Engelstad's rise was watched closely by those at North Dakota, which has few superrich alumni and chronic funding problems because of the state's small population (642,000) and tax base. Years of cultivation by Strinden and Thomas Clifford, the university's president at the time, both of whom call Engelstad a good friend, paid off with the 1988 donation. However, as they would quickly learn, every Engelstad gift comes at a price.
During the same month that Engelstad announced his $5 million contribution, the Las Vegas media reported that he had hosted parties on Hitler's birthday in 1986 and '88 at the Imperial Palace, where he kept a large collection of Third Reich memorabilia on display in what was known as the War Room, including, among other startling sights, a painting of himself in a Nazi uniform. Without denying that he had held the parties and collected Nazi memorabilia, Engelstad issued a statement saying, "I despise Adolf Hider and everything he stood for."
Clifford formed a delegation of university representatives and sent it to Las Vegas to determine if Engelstad's actions warranted rejecting the $5 million. After a tour of the Imperial Palace (including the War Room) and a short discussion with Engelstad, the group returned to Grand Forks. Less than a week later Clifford announced that the school had determined that Engelstad had no neo-Nazi sympathies and had merely exhibited "bad taste." Four months later, though, after an investigation by the Nevada Gaming Control Board of Engelstad's reported honoring of Hitler, that state's Gaming Commission fined him $1.5 million and placed restrictions on his gaming license.
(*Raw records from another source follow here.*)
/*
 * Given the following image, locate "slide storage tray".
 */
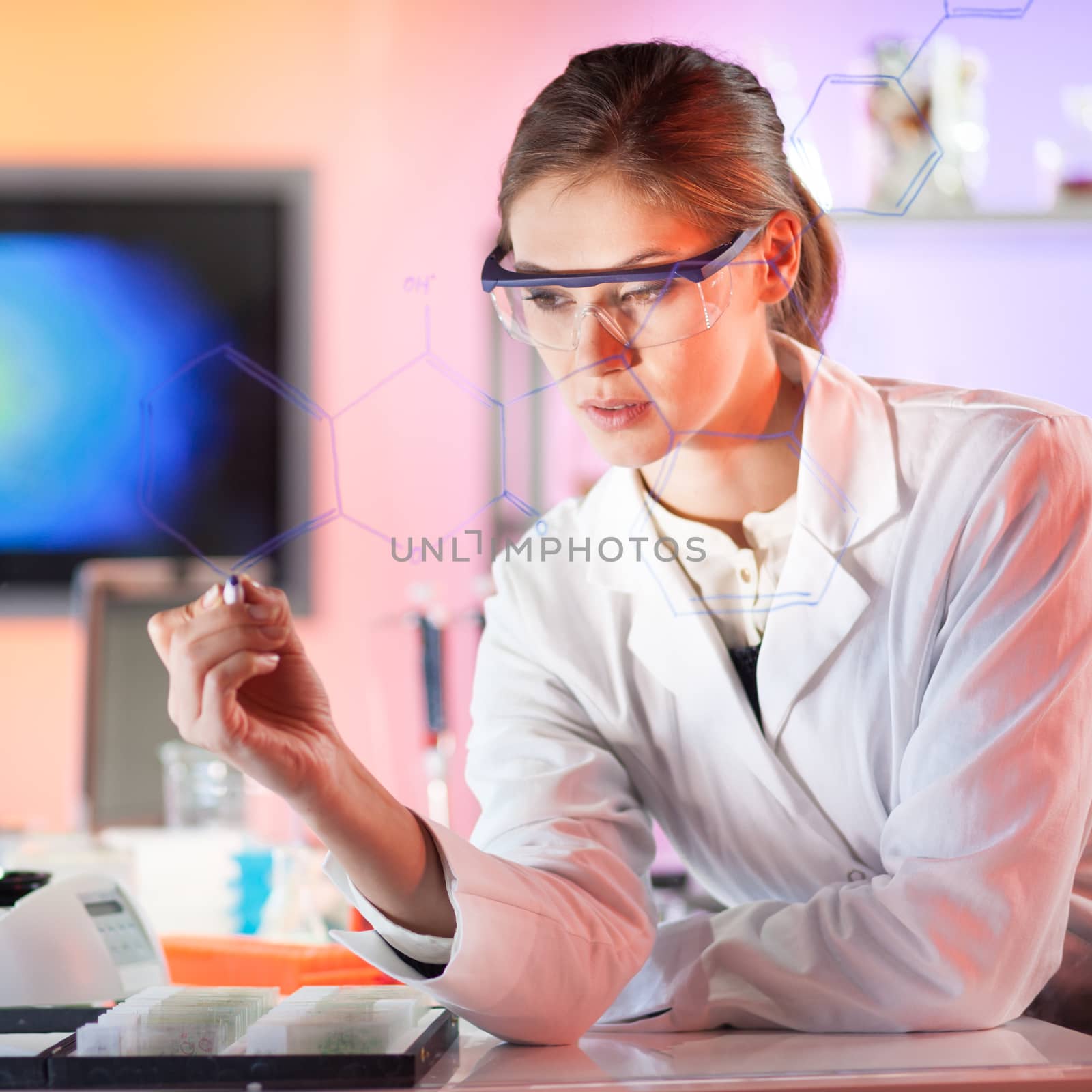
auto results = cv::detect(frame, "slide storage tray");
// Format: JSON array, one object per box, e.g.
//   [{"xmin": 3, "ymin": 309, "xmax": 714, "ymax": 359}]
[
  {"xmin": 0, "ymin": 1005, "xmax": 108, "ymax": 1089},
  {"xmin": 40, "ymin": 1009, "xmax": 459, "ymax": 1089}
]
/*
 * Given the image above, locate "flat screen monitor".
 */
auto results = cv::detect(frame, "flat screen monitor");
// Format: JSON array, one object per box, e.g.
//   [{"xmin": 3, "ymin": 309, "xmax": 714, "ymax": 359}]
[{"xmin": 0, "ymin": 169, "xmax": 310, "ymax": 613}]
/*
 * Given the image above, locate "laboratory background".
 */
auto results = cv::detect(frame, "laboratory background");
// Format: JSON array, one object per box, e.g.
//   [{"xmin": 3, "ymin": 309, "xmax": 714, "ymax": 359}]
[{"xmin": 0, "ymin": 0, "xmax": 1092, "ymax": 1013}]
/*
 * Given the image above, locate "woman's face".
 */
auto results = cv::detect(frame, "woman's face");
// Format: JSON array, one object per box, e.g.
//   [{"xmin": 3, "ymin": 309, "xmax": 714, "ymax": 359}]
[{"xmin": 509, "ymin": 176, "xmax": 768, "ymax": 466}]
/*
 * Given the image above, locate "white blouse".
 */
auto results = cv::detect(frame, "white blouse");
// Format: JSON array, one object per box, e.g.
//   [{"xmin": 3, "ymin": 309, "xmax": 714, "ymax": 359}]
[{"xmin": 354, "ymin": 483, "xmax": 796, "ymax": 963}]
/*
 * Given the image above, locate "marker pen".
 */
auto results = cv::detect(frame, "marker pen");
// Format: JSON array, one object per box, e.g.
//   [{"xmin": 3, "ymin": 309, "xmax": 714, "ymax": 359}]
[{"xmin": 224, "ymin": 572, "xmax": 246, "ymax": 606}]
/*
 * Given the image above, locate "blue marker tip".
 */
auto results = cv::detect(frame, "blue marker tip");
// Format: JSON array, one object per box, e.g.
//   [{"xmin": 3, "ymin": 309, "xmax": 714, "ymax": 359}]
[{"xmin": 224, "ymin": 572, "xmax": 242, "ymax": 606}]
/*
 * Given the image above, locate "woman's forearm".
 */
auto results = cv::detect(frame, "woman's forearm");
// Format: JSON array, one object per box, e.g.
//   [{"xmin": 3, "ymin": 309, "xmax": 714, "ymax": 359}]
[{"xmin": 289, "ymin": 748, "xmax": 455, "ymax": 937}]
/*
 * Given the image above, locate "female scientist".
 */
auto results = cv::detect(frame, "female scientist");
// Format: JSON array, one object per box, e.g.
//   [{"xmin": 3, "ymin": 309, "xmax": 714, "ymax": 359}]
[{"xmin": 149, "ymin": 42, "xmax": 1092, "ymax": 1044}]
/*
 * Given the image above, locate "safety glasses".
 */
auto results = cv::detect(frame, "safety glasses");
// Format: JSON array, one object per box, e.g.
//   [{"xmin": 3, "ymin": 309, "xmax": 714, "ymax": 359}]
[{"xmin": 482, "ymin": 224, "xmax": 766, "ymax": 351}]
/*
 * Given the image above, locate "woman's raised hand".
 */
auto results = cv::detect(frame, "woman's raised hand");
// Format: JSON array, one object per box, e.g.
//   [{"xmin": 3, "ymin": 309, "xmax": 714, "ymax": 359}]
[{"xmin": 147, "ymin": 577, "xmax": 346, "ymax": 805}]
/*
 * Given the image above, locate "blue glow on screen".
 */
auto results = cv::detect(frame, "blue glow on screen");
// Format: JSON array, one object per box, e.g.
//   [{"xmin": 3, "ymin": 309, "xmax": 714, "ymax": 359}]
[{"xmin": 0, "ymin": 233, "xmax": 233, "ymax": 553}]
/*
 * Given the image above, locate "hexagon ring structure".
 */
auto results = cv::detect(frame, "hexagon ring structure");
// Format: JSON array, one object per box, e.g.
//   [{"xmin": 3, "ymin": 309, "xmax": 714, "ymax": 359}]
[{"xmin": 138, "ymin": 344, "xmax": 339, "ymax": 577}]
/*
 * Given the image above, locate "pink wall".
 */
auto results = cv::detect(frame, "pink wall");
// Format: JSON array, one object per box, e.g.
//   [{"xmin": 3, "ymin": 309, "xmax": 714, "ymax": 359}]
[{"xmin": 0, "ymin": 0, "xmax": 1088, "ymax": 832}]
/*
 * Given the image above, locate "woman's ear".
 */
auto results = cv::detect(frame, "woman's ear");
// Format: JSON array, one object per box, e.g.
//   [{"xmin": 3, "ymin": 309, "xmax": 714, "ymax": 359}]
[{"xmin": 755, "ymin": 209, "xmax": 801, "ymax": 304}]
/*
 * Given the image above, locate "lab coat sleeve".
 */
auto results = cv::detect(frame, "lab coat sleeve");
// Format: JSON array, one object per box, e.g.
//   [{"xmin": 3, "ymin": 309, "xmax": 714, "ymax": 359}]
[
  {"xmin": 326, "ymin": 546, "xmax": 655, "ymax": 1044},
  {"xmin": 322, "ymin": 853, "xmax": 455, "ymax": 963},
  {"xmin": 603, "ymin": 415, "xmax": 1092, "ymax": 1032}
]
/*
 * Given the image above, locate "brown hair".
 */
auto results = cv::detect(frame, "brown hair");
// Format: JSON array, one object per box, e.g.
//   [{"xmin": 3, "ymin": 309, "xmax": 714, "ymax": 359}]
[{"xmin": 497, "ymin": 40, "xmax": 839, "ymax": 348}]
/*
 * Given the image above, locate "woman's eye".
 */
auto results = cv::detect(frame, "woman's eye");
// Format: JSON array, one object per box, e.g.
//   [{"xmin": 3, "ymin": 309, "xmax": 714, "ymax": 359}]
[
  {"xmin": 622, "ymin": 281, "xmax": 667, "ymax": 304},
  {"xmin": 523, "ymin": 291, "xmax": 561, "ymax": 311}
]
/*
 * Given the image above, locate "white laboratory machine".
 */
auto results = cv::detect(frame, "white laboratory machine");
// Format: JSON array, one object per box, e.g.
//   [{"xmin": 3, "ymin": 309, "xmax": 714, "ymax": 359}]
[{"xmin": 0, "ymin": 872, "xmax": 171, "ymax": 1007}]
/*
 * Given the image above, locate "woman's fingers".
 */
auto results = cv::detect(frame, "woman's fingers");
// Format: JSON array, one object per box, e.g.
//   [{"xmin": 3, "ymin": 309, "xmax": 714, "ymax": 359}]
[
  {"xmin": 167, "ymin": 604, "xmax": 289, "ymax": 728},
  {"xmin": 147, "ymin": 584, "xmax": 229, "ymax": 667},
  {"xmin": 199, "ymin": 648, "xmax": 281, "ymax": 750}
]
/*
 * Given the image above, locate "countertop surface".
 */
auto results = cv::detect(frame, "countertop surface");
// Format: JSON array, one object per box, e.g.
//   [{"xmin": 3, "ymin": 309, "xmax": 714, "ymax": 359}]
[{"xmin": 419, "ymin": 1017, "xmax": 1092, "ymax": 1092}]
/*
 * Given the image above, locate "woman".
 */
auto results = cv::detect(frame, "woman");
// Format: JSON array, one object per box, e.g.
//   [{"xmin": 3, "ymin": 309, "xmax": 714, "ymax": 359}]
[{"xmin": 149, "ymin": 42, "xmax": 1092, "ymax": 1043}]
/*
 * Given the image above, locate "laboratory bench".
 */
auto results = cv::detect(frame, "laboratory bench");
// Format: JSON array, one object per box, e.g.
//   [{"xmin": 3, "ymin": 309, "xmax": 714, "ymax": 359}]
[
  {"xmin": 6, "ymin": 1010, "xmax": 1092, "ymax": 1092},
  {"xmin": 417, "ymin": 1017, "xmax": 1092, "ymax": 1092}
]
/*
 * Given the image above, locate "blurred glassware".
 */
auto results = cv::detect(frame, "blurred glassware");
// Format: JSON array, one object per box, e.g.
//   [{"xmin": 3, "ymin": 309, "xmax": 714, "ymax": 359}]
[
  {"xmin": 160, "ymin": 739, "xmax": 246, "ymax": 827},
  {"xmin": 868, "ymin": 34, "xmax": 990, "ymax": 216},
  {"xmin": 257, "ymin": 845, "xmax": 332, "ymax": 945}
]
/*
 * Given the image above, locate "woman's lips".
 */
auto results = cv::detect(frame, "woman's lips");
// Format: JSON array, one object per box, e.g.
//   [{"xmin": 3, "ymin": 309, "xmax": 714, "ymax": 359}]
[{"xmin": 583, "ymin": 402, "xmax": 652, "ymax": 433}]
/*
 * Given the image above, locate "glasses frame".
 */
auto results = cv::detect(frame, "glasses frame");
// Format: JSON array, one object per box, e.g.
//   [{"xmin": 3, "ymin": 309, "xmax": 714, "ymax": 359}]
[{"xmin": 482, "ymin": 224, "xmax": 766, "ymax": 295}]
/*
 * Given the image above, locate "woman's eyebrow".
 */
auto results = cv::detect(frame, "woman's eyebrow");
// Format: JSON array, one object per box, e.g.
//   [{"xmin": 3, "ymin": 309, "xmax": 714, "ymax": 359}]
[{"xmin": 515, "ymin": 250, "xmax": 678, "ymax": 273}]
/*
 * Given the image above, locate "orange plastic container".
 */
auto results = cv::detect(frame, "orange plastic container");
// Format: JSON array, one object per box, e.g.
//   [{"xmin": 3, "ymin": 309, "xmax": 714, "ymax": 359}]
[{"xmin": 160, "ymin": 935, "xmax": 397, "ymax": 994}]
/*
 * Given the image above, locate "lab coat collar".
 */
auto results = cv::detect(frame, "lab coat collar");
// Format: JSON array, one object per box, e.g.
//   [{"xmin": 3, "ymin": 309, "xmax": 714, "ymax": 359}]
[
  {"xmin": 577, "ymin": 331, "xmax": 899, "ymax": 592},
  {"xmin": 577, "ymin": 333, "xmax": 899, "ymax": 803}
]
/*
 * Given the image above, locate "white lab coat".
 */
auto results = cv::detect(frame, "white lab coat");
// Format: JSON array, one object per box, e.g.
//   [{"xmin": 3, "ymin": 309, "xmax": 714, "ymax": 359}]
[{"xmin": 324, "ymin": 334, "xmax": 1092, "ymax": 1043}]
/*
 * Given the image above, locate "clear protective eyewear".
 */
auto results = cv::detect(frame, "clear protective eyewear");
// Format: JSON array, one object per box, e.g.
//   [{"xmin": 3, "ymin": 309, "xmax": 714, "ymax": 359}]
[{"xmin": 482, "ymin": 224, "xmax": 766, "ymax": 351}]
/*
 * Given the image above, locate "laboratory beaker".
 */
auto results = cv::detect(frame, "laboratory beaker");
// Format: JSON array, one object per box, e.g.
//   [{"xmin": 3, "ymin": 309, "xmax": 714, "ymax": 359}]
[{"xmin": 160, "ymin": 739, "xmax": 246, "ymax": 827}]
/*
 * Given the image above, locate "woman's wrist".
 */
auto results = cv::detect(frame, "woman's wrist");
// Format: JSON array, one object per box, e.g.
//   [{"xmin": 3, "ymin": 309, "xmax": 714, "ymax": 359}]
[{"xmin": 289, "ymin": 744, "xmax": 455, "ymax": 937}]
The control board found evidence suggesting that bumper stickers reading HITLER WAS RIGHT had been printed at the Imperial Palace. "Had we had some of the evidence that came out later at the time we toured, at the least we would have asked to look into the matter further," says Barry Vickrey, former associate dean of the law school, who was part of the university delegation.
The school had done more than take $5 million; it had also set a precedent for how it would handle the reclusive, often prickly Engelstad (who did not respond to SI's interview requests). Says Norm MacPhee, a former member of the alumni association board, "We do a little dance to his tune because he's got a lot of money."
Engelstad has not been reluctant to call the tune. When longtime Fighting Sioux hockey coach John (Gino) Gasparini, a friend of Engelstad's, resigned under pressure in April 1994 after three straight losing seasons, Engelstad reportedly responded by sending a letter to university president Kendall Baker in which he stated that he would withhold "hundreds of millions" in donations as long as Terry Wanless remained the athletic director. It wasn't the first time Engelstad had sounded off over changes to the hockey program. In '92 Baker announced that the team's logo, which resembled the Chicago Blackhawks', would be replaced with the more abstract Indian-head design that other Fighting Sioux teams had used since '76. Engelstad led a failed drive by former North Dakota hockey players to have the old symbol restored.